When I started my freshman year of college I thought to myself, “what now?” Who was I going to be, what kind of friends was I going to make, and where was this going to take me? As my last year of college comes to an end I ask myself the same question, “what now?” Who am I going to be, what kind of friends am I going to make, and where am I going to go from here?
The difference between starting college and finishing college is that as I took my first on to the Storrs campus I was walking into a bubble. Shut off from the issues of the rest of the world, I was only concerned with what was happening inside my bubble. As I prepare for graduation, I am leaving my bubble and emerging into a world full of variables. Unsure of what will happen, where I will end up, and who will be by my side. When I started college, I was a fish, swimming around in a tank that seemed like it was a whole new world. Now, I am waiting to be released into the ocean, to start a new chapter and begin exploring a new territory.
Graduation, a word seldom used by rising seniors, does not make the hairs stand up on the back of my neck anymore. If you asked me 6 months ago, if I was looking forward to graduating I would ignored the question entirely, but now I can answer the question head on with a big, bold yes.
There are several things I am looking forward to doing after I walk across that stage and receive my diploma. For starters, I want to land my first job doing something I love, or at learn to love what I am doing. Every graduate wants to start their career off with a bang, but for me, I just want to start somewhere. I crave fulfillment and purpose in my life so much so that I am looking forward to working the 9-5 daily grind. I am yearning for gossip at the water cooler and weekly conference calls, deadlines and constructive criticism, but above all, I yearn for a sense of independence. Being on my own, doing things on my own, paying bills on my own. I am looking forward to a different sort of independence than what I got while I was away at school. I guess you could call it adulthood.

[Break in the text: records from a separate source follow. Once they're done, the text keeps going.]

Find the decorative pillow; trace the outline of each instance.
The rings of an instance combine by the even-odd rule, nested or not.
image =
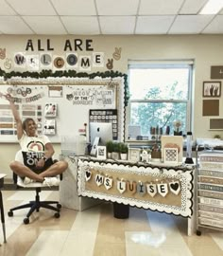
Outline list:
[[[32,171],[44,171],[49,168],[54,162],[52,158],[48,158],[43,168],[37,168],[36,163],[44,155],[43,152],[25,152],[23,151],[24,164]]]

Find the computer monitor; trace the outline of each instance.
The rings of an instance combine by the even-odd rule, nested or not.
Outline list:
[[[93,145],[95,137],[99,137],[98,145],[105,146],[112,140],[112,126],[111,122],[90,122],[90,143]]]

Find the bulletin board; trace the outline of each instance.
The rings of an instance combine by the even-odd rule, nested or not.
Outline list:
[[[86,128],[89,141],[91,109],[116,109],[118,140],[124,135],[124,79],[116,78],[16,78],[0,84],[0,92],[10,93],[23,119],[33,118],[38,133],[51,142],[76,136]],[[84,124],[87,124],[85,126]],[[9,101],[0,97],[0,142],[16,142],[16,127]]]

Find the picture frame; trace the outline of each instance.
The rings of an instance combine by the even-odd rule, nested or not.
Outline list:
[[[107,155],[106,146],[97,146],[96,147],[96,158],[105,160],[106,155]]]
[[[205,81],[203,82],[203,97],[221,97],[221,82],[220,81]]]
[[[129,148],[129,161],[139,162],[140,161],[141,149]]]

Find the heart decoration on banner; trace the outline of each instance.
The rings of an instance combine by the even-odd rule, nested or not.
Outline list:
[[[131,194],[136,193],[136,185],[137,183],[135,181],[127,181],[129,192],[130,192]]]
[[[92,177],[92,172],[91,171],[85,171],[85,180],[89,181]]]
[[[112,177],[105,177],[104,179],[104,186],[106,188],[106,190],[110,190],[111,188],[112,188],[112,183],[113,183],[113,179]]]
[[[165,195],[168,193],[168,186],[166,183],[161,183],[157,184],[158,192],[163,196],[165,197]]]
[[[137,184],[137,193],[141,196],[144,196],[145,193],[146,192],[146,185],[142,181],[139,181]]]
[[[98,187],[101,186],[104,183],[104,176],[101,174],[96,174],[95,175],[95,182],[96,182],[96,185]]]
[[[147,193],[149,195],[151,195],[152,197],[154,197],[154,195],[156,195],[157,193],[157,185],[156,184],[146,184],[146,188],[147,188]]]
[[[121,180],[117,181],[117,190],[120,192],[120,193],[123,193],[127,189],[127,182],[125,180],[123,180],[123,178]]]
[[[173,193],[178,195],[179,192],[180,192],[180,185],[179,181],[170,182],[169,189]]]

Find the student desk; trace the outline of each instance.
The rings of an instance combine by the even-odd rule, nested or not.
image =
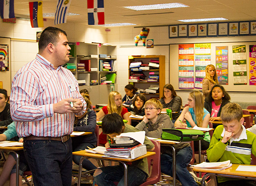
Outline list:
[[[17,142],[17,141],[12,141],[10,142]],[[16,172],[19,173],[19,170],[20,170],[20,155],[16,151],[23,150],[23,147],[15,146],[15,147],[0,147],[0,151],[2,152],[12,152],[15,155],[17,158],[16,163]],[[16,174],[16,185],[19,186],[19,173]]]
[[[119,158],[114,157],[102,157],[104,155],[99,154],[93,154],[90,153],[88,153],[85,150],[81,150],[80,151],[74,152],[73,153],[73,155],[77,155],[79,156],[82,156],[80,159],[80,162],[79,163],[79,169],[78,171],[78,181],[77,182],[77,186],[80,186],[81,183],[81,175],[82,173],[82,162],[86,158],[93,158],[96,160],[111,160],[113,161],[117,161],[121,163],[124,168],[124,186],[127,186],[127,163],[135,161],[137,160],[141,160],[144,158],[146,158],[148,156],[150,156],[155,154],[155,152],[147,152],[147,154],[145,155],[140,156],[137,158],[132,160],[127,158]]]
[[[256,172],[249,171],[237,171],[236,170],[239,165],[248,166],[256,166],[252,165],[232,164],[232,167],[222,171],[209,170],[206,169],[193,168],[193,170],[195,172],[206,173],[202,179],[202,186],[204,186],[205,179],[209,175],[214,176],[221,176],[228,178],[239,178],[241,179],[256,180]]]

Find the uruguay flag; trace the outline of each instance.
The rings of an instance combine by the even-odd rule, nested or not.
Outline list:
[[[67,15],[68,12],[71,0],[59,0],[55,13],[54,25],[67,23]]]
[[[1,18],[14,18],[14,0],[0,0]]]
[[[88,25],[105,24],[104,0],[87,0]]]
[[[32,28],[44,27],[42,1],[30,2],[29,14]]]

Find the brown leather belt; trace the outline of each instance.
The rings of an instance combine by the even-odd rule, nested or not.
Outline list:
[[[25,140],[49,140],[54,141],[60,141],[64,143],[67,141],[70,138],[70,135],[66,135],[61,137],[39,137],[35,136],[34,135],[30,135],[27,137],[23,137],[23,139]]]

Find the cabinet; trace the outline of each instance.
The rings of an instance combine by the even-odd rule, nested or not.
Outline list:
[[[101,84],[101,77],[107,74],[116,73],[116,46],[112,45],[99,45],[94,43],[76,42],[70,44],[72,48],[68,63],[74,64],[76,67],[75,71],[72,71],[76,79],[79,80],[85,80],[86,84],[79,86],[80,90],[86,89],[89,91],[91,101],[94,105],[99,103],[108,103],[108,95],[110,92],[109,84]],[[106,54],[103,58],[100,54]],[[106,57],[106,58],[105,58]],[[77,64],[82,61],[90,60],[90,68],[93,71],[79,71]],[[103,71],[100,62],[106,61],[111,63],[111,70]],[[96,80],[98,85],[90,85],[91,80]],[[101,96],[100,96],[100,93]],[[102,95],[104,95],[102,96]]]
[[[159,81],[157,82],[148,82],[146,81],[138,81],[138,82],[130,82],[130,84],[133,84],[134,86],[140,89],[143,90],[148,89],[150,85],[155,85],[159,86],[160,93],[155,94],[147,94],[143,93],[145,95],[147,99],[150,98],[157,97],[161,98],[162,96],[162,90],[165,84],[165,56],[160,55],[147,55],[147,56],[132,56],[129,57],[129,77],[131,76],[133,72],[135,71],[132,71],[129,68],[131,63],[136,62],[136,61],[141,61],[143,64],[148,64],[150,60],[157,60],[159,61],[159,67],[158,69],[142,70],[139,71],[142,71],[146,76],[145,80],[148,78],[149,72],[155,72],[159,74]],[[135,71],[136,72],[136,71]],[[158,72],[158,73],[157,73]]]

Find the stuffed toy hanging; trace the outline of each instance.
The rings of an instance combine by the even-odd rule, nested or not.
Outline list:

I am looking forward to seeing which friendships withstand the test of time and distance. Which of my closest friends make time to check in on me and stay connected. If you take the college out of your friends, but can you take your friends out of college? Having friends in college is easy. You are all in the same place, with similar schedules, and do the same things for fun. Once that’s over it’s hard to say who will be in the same place as you and who will have the same schedule. I am looking forward to making time for my old friends, my college friends, and making new ones at the same time. I am hopeful, of course, that my future will be a combination of the three.
While everything I am looking forward to seems sugar coated at the time, I understand that life has a way of dusting the sugar off and revealing reality, but I, unlike many of my millennial counterparts, understand that I may not be the best, or the most successful right out of college. I know I’ll have to grow some more and struggle a little (or a lot). If I can keep looking forward, like I am doing right now, then I think I’ll make it. I’ll land my first job, get my own apartment, call a new city home, and I’ll have the answers to all my questions. I will be an influential young professional, I will have my friends (both old and new), and I will only continue to go up from here. Being an undergraduate student has been without a doubt, the best four years of my life, but I am ready to trade in my backpack for a briefcase.